20 de enero de 2014

ARQUITECTURA, AL PUNTO

Desde una Roma echada a las llamas a manos de un Nerón más cuerdo de lo que la historia nos ha hecho pensar, ¡cuantas obras de arquitectura no habrá mejorado el fuego!. Verdaderamente, el fuego ha sabido preservar para el futuro algunas arquitecturas mejor que sus propios habitantes o sus restauraciones, ya que la memoria de las obras es a veces más nítida con la ausencia que con una presencia inapreciada.
Poca gracia tiene que una biblioteca en llamas pierda su contenido, o que una antigua iglesia se deshaga como una pira, pero hoy poco se quema la arquitectura si lo comparamos con lo mucho que el fuego hizo por el urbanismo, los arquitectos y su trabajo en el pasado. Londres, San Sebastián, o la misma Roma no serían las ciudades que son hoy sin ese fuego que las consumió hasta sus cimientos y que obligó a sus habitantes a repensar su futuro de un modo decidido y valiente.
Esta profunda relación entre hogueras y arquitectura, siempre a medio camino entre el drama de la pira funeraria o de las fallas y sus petardos, es la que Zumthor tuvo bien presente a la hora de pergeñar la capilla del hermano Klaus. O la que sufrió Koolhaas en su torre de China y que definitivamente mejoró, y mucho, la obra cercana que permaneció en pie. También esas llamas purificadoras son las que Marco Casagrande ha empleado para destruir su obra y convertirla en símbolo de la arquitectura como ser vivo, con un nacimiento y una muerte.

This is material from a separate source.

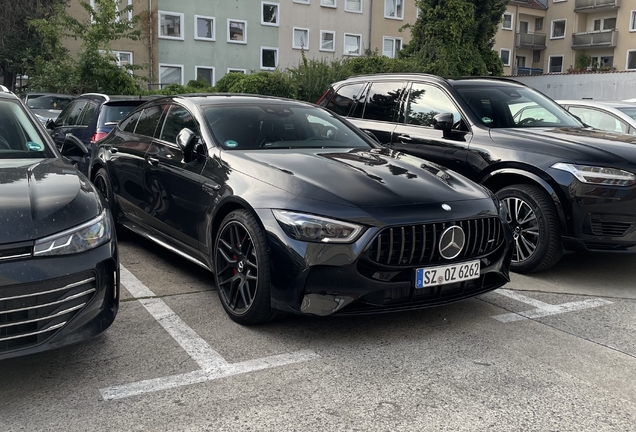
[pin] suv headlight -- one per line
(312, 228)
(81, 238)
(598, 175)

Aunque de todos los fuegos posibles existe uno que no consume la arquitectura sino que permanece en su interior como un fuego constante: es el que ayuda a que el acero aflore como material entre lingotes incandescentes o que el ladrillo adquiera su consistencia y utilidad constructiva. Ese fuego contenido en la arquitectura, como la chimenea en el centro del hogar, sigue irradiando algo del calor secreto de su materia. De todas las hogueras, de vanidades, colosos en llamas y fuegos fatuos, esa hoguera interna es la que más calienta.